Rishi Sunak is fighting hard to hold the line against a circuit-breaker lockdown

Boris Johnson and Rishi Sunak leave 10 Downing Street for a cabinet meeting (POOL/AFP via Getty Images)
Boris Johnson and Rishi Sunak leave 10 Downing Street for a cabinet meeting (POOL/AFP via Getty Images)

The next few days will be a big test for the chancellor. Rishi Sunak is the leader of the group of ministers in cabinet who want to keep Britain open, against those, led by Matt Hancock and Michael Gove, who want to shut it down. So far, Boris Johnson has brokered a compromise between them, but it is a halfway house built very much on Sunak’s side of the line.

The key decision was made four weeks ago, when the Scientific Advisory Group for Emergencies (SAGE), urged more restrictions and presented a number of options. The most dramatic was the idea of a circuit-breaker, a short national lockdown to try to halt the spread of the virus and postpone its resurgence.

Johnson resisted that policy and went for only one option on the list, the softest, namely re-reversing the government’s advice from “go to work if you can” to “work from home if you can”. That was a big victory for Sunak, although we didn’t know about it until the SAGE minutes were published on Monday.

The chancellor spelt out his argument when he presented his Winter Economic Plan three days after the SAGE meeting. “It would be dishonest to say there is now some risk-free solution,” he told the Commons. He came as close as he could to saying that it would cost too much in lost jobs and deaths from other causes to try to suppress the virus further. We must “learn to live” with the virus, he said, “and live without fear.”
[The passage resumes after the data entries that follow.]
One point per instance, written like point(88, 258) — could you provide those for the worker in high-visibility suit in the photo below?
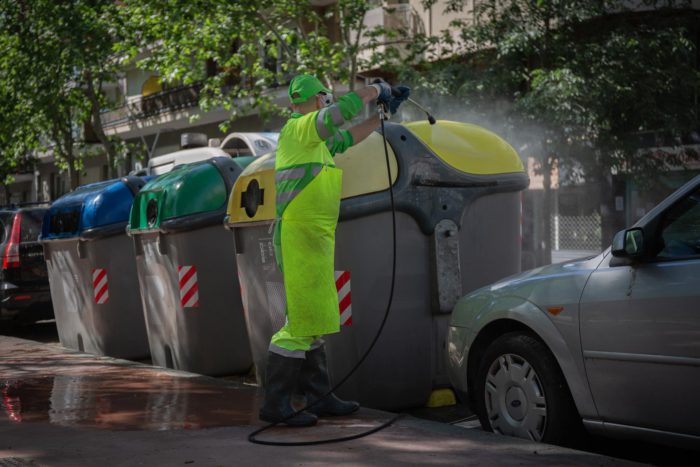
point(308, 202)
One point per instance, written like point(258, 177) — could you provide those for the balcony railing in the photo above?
point(182, 97)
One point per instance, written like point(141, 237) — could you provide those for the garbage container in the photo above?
point(187, 270)
point(457, 195)
point(92, 271)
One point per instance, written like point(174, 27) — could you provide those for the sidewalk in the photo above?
point(64, 408)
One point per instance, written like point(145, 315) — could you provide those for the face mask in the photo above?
point(326, 99)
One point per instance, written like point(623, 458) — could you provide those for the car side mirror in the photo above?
point(628, 243)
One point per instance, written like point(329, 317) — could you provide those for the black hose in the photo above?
point(252, 436)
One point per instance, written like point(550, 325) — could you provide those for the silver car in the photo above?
point(612, 341)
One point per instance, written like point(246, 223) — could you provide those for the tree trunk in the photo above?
point(547, 211)
point(109, 146)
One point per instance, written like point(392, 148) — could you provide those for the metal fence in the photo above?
point(576, 232)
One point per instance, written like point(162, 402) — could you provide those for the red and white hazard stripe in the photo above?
point(189, 291)
point(100, 285)
point(342, 284)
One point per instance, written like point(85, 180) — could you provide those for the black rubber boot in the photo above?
point(281, 380)
point(314, 383)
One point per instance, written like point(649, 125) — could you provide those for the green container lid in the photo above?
point(185, 196)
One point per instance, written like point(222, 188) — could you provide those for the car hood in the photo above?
point(555, 285)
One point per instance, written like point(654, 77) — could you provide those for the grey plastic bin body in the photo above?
point(187, 271)
point(92, 271)
point(455, 233)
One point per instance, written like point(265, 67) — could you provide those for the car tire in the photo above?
point(520, 391)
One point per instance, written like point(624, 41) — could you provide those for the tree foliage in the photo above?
point(56, 57)
point(243, 51)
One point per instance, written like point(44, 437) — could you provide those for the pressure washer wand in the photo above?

However, the argument continued to rage in government, with a statistics disaster adding to the sense of confusion when information about thousands of cases went missing. At one point, Johnson agreed to a circuit-breaker, only to have his mind changed by another forceful intervention by Sunak. Some sources suggest that the chancellor threatened to resign, but I am told that is not the case.

Sunak is in a strong position, by virtue of having the power of the Treasury at his back (it seems a long time ago that his appointment was seen as a takeover of the Treasury by No 10), and of being the most popular minister in the government. For him to give that up by resigning makes no sense. Where is Johnson’s great personal friend Sajid Javid now?
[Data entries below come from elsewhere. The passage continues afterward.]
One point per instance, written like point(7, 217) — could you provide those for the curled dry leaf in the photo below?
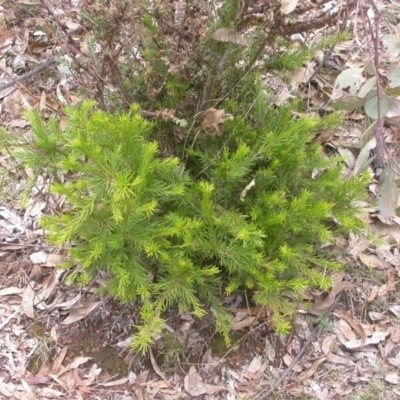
point(374, 339)
point(321, 307)
point(28, 298)
point(225, 35)
point(80, 311)
point(311, 371)
point(288, 6)
point(328, 343)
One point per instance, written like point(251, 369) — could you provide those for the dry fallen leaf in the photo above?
point(193, 383)
point(353, 323)
point(28, 297)
point(369, 260)
point(213, 121)
point(288, 6)
point(80, 311)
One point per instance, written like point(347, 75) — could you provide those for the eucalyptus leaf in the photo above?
point(348, 82)
point(348, 103)
point(364, 160)
point(369, 84)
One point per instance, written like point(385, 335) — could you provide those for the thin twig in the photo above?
point(315, 333)
point(28, 75)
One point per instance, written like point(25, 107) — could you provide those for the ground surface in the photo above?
point(58, 341)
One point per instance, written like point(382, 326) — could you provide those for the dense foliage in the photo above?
point(188, 233)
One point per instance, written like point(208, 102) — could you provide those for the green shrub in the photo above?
point(170, 233)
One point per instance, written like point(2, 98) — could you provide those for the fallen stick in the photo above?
point(315, 333)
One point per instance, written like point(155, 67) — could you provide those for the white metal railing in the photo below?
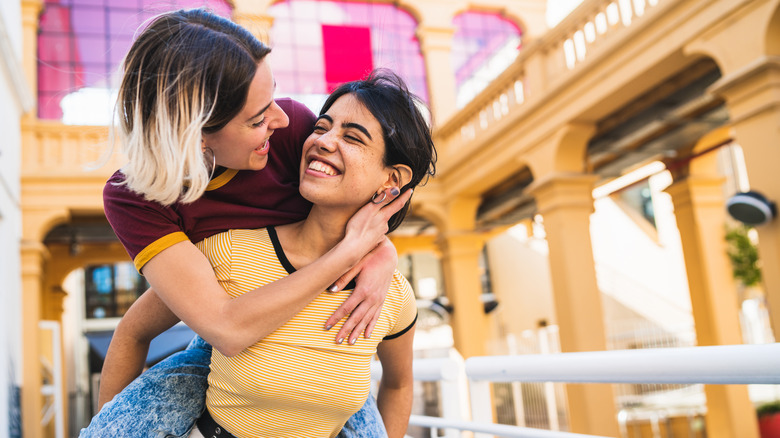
point(728, 364)
point(52, 390)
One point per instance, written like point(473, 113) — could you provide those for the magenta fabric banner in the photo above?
point(348, 54)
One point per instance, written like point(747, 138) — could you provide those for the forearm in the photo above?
point(395, 405)
point(126, 356)
point(395, 389)
point(186, 282)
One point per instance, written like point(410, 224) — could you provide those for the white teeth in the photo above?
point(319, 166)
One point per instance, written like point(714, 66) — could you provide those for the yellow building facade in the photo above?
point(535, 141)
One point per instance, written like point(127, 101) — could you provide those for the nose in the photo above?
point(278, 117)
point(326, 142)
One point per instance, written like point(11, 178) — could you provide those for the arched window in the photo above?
point(483, 46)
point(81, 44)
point(319, 44)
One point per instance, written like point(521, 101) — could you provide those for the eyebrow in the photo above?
point(357, 126)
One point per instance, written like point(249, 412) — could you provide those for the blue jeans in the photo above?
point(167, 399)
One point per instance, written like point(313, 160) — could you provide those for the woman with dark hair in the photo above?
point(197, 113)
point(370, 136)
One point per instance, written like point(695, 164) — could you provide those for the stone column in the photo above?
point(753, 99)
point(259, 24)
point(436, 46)
point(566, 203)
point(460, 267)
point(31, 12)
point(699, 208)
point(34, 255)
point(460, 247)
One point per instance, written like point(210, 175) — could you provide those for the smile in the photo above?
point(319, 166)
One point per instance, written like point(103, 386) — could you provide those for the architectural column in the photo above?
point(460, 247)
point(565, 202)
point(460, 267)
point(33, 258)
point(436, 46)
point(259, 24)
point(699, 208)
point(31, 12)
point(753, 99)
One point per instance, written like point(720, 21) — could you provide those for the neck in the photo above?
point(305, 241)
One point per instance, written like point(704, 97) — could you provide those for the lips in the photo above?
point(323, 167)
point(262, 150)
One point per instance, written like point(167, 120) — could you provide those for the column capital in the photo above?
point(34, 254)
point(435, 37)
point(258, 23)
point(31, 10)
point(560, 190)
point(459, 243)
point(702, 190)
point(751, 90)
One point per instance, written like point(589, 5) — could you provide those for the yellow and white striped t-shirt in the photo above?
point(296, 382)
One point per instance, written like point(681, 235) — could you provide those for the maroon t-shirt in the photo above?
point(234, 199)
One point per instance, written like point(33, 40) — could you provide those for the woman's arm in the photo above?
point(373, 275)
point(395, 389)
point(184, 280)
point(126, 356)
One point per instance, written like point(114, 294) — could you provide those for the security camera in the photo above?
point(751, 208)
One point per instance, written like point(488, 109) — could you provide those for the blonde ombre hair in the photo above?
point(187, 73)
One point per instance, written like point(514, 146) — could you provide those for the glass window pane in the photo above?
point(81, 43)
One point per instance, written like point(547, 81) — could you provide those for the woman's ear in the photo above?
point(400, 175)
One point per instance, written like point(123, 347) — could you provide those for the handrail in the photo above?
point(54, 408)
point(722, 364)
point(501, 430)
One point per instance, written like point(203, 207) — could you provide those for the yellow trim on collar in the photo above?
point(222, 179)
point(157, 247)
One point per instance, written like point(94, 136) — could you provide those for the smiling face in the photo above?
point(243, 142)
point(343, 159)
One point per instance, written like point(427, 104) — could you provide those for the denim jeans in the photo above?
point(167, 399)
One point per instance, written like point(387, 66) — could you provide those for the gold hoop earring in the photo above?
point(209, 151)
point(379, 201)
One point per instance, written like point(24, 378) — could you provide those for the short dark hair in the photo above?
point(406, 132)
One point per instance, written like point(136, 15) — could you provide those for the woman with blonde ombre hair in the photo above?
point(209, 149)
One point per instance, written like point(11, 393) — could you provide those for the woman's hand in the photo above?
point(368, 226)
point(366, 234)
point(372, 276)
My understanding is that Sunak prevailed on the prime minister by force of argument rather than by threats. This prompted some rude comments at the time from ministers on the losing side about Johnson’s malleability, with one suggesting that the prime minister is a leader of fixed opinions – opinions fixed by the last person to whom he has spoken.

In any case, as the number of coronavirus cases continued to rise, the argument continued to be fought. Each time, although the prime minister appeared to be moving towards the Hancock-Gove position, he actually did the minimum possible. The 10pm closing time for pubs – although it provoked outrage among libertarian Conservative MPs – was a limited measure, the alternative to closing them down altogether.
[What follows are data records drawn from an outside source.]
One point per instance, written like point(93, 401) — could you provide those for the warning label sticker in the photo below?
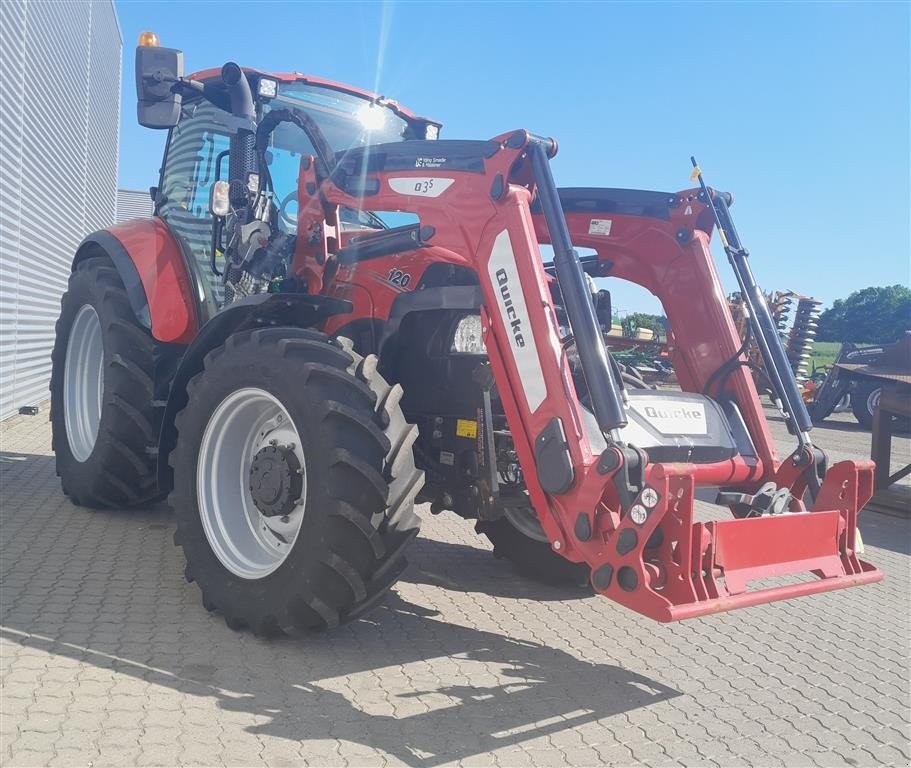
point(466, 428)
point(600, 227)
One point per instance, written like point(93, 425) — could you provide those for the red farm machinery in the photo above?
point(296, 362)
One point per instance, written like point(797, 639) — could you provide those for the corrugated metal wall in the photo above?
point(133, 204)
point(59, 141)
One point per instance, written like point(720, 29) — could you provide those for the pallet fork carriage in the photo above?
point(294, 400)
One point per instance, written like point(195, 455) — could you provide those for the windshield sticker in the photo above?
point(429, 162)
point(600, 227)
point(422, 186)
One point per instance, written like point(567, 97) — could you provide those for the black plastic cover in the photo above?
point(555, 468)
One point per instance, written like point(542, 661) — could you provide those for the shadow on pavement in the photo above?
point(886, 531)
point(503, 691)
point(402, 680)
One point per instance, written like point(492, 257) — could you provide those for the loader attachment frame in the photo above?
point(599, 500)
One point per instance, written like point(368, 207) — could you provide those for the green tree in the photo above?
point(635, 320)
point(876, 315)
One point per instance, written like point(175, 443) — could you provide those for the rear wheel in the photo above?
point(864, 402)
point(102, 388)
point(294, 481)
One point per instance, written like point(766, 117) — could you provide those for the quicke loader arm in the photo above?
point(630, 520)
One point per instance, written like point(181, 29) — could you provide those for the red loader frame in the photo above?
point(629, 519)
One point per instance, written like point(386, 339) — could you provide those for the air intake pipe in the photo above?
point(243, 142)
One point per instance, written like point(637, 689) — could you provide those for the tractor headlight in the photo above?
point(467, 338)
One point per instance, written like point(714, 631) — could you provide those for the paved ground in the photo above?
point(108, 658)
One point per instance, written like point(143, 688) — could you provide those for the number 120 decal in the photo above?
point(397, 277)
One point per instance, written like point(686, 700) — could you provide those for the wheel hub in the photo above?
point(276, 480)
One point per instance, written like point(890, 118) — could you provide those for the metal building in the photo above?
point(59, 142)
point(133, 204)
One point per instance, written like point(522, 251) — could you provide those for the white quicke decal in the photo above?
point(600, 227)
point(514, 313)
point(672, 418)
point(422, 186)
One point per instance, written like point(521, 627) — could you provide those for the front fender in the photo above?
point(154, 272)
point(298, 310)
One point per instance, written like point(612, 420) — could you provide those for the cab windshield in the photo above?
point(347, 121)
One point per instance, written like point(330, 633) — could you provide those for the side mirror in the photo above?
point(603, 309)
point(157, 69)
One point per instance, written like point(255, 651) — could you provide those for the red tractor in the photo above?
point(296, 373)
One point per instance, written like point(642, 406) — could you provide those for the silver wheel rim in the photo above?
point(83, 382)
point(873, 400)
point(246, 542)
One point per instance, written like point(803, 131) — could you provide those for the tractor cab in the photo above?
point(212, 111)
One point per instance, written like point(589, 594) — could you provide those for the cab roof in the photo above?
point(297, 77)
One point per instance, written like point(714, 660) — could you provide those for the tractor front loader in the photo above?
point(297, 373)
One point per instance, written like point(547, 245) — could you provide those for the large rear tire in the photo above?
point(269, 551)
point(102, 389)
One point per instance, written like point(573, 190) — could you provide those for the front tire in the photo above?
point(270, 552)
point(102, 390)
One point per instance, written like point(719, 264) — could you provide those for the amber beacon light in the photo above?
point(148, 39)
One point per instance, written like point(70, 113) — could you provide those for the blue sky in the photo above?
point(802, 110)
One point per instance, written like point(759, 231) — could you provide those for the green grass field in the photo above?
point(824, 353)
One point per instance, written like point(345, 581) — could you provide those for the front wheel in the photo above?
point(102, 393)
point(294, 481)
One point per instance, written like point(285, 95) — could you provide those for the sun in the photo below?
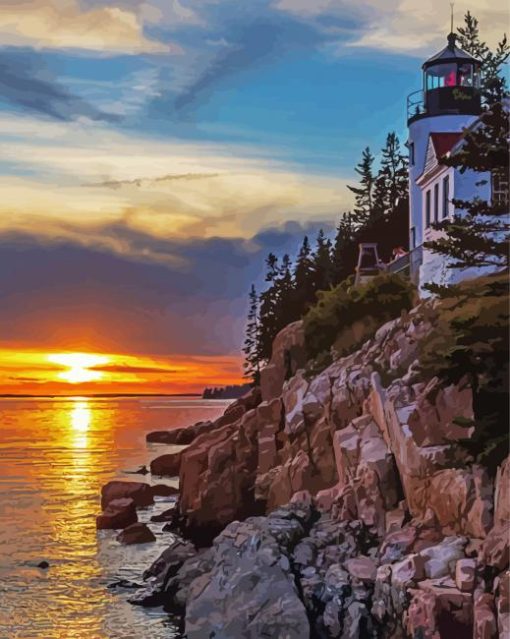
point(80, 367)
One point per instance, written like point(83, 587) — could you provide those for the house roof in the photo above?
point(451, 53)
point(444, 142)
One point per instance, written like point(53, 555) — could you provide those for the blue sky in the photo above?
point(186, 138)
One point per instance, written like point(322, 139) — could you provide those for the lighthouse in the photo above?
point(448, 103)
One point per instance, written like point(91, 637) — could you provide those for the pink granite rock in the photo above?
point(119, 513)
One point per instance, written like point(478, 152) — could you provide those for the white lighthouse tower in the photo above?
point(448, 103)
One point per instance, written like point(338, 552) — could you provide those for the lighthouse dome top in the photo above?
point(451, 53)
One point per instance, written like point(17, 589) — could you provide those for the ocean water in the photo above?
point(55, 454)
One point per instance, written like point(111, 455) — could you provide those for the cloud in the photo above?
point(64, 24)
point(126, 368)
point(26, 83)
point(140, 182)
point(90, 186)
point(408, 27)
point(251, 41)
point(85, 299)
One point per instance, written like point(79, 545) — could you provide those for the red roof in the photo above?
point(444, 142)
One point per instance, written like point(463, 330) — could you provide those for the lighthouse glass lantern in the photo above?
point(451, 81)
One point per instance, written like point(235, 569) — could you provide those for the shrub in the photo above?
point(348, 315)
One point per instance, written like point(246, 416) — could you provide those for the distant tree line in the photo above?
point(380, 211)
point(233, 391)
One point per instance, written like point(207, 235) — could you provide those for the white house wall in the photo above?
point(419, 132)
point(463, 186)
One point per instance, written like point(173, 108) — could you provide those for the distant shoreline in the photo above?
point(98, 395)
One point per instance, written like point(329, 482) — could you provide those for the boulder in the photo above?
point(287, 356)
point(361, 568)
point(495, 550)
point(139, 492)
point(503, 604)
point(233, 601)
point(502, 494)
point(166, 515)
point(442, 414)
point(119, 513)
point(465, 574)
point(438, 609)
point(441, 560)
point(408, 571)
point(136, 534)
point(485, 625)
point(158, 591)
point(164, 490)
point(166, 465)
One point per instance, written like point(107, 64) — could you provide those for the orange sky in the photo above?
point(71, 373)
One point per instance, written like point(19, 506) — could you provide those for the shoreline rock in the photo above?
point(137, 533)
point(119, 513)
point(340, 507)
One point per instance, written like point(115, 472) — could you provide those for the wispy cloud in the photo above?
point(26, 83)
point(65, 24)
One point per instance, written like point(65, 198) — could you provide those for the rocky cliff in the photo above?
point(341, 505)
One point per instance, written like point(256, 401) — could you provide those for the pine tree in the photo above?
point(345, 248)
point(364, 192)
point(251, 347)
point(494, 86)
point(392, 180)
point(478, 235)
point(268, 309)
point(304, 278)
point(284, 286)
point(323, 265)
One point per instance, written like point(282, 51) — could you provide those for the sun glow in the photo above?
point(79, 366)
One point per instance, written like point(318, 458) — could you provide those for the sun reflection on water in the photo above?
point(80, 417)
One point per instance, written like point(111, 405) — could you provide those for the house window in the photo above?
point(427, 209)
point(446, 196)
point(499, 187)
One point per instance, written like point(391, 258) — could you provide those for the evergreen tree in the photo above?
point(251, 347)
point(284, 293)
point(391, 183)
point(494, 86)
point(345, 248)
point(478, 235)
point(364, 192)
point(323, 266)
point(268, 309)
point(304, 278)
The three-tier regime of graded restrictions was similarly the least Johnson could do while keeping Chris Whitty, the chief medical officer, and Sir Patrick Vallance, the chief scientific adviser, on board. Everyone noticed that Professor Whitty, standing next to the prime minister when the three tiers were announced, in effect said that even tier 3 on its own wouldn’t be enough to control the virus.

That is why Keir Starmer’s big decision on Tuesday to argue for a circuit-breaker has changed the balance of power. In some ways it has made it harder for the prime minister to order a temporary lockdown, because it would look as if he were caving in to pressure from the opposition. But that pressure could yet force a shift in policy. It might not be called a national lockdown, but if more of the country is moved to tier 3 and more restrictions are imposed on top of that, it would be a lockdown in all but name.

One of the important decisions is whether to add a week to the schools’ half-term holiday, which starts on 26 October in most of England. That is what Arlene Foster and Michelle O’Neill have done in Northern Ireland. Starmer insists that he does not want to “yank” children out of school, which Johnson accused him of advocating, but extending half-term by five days might be a way of fudging that.

My view is that Johnson is more aligned with Sunak than he appears to be, but that he has to manage a health secretary now seriously alarmed about the NHS’s capacity, and a fearful public opinion – hence the significance of the Daily Mail’s front page on Friday: “An Epidemic of Madness.” Not to mention the complication of the war that has broken out with the northern barons of Labour cities.

This coming week could be a big test of the chancellor’s powers of argument.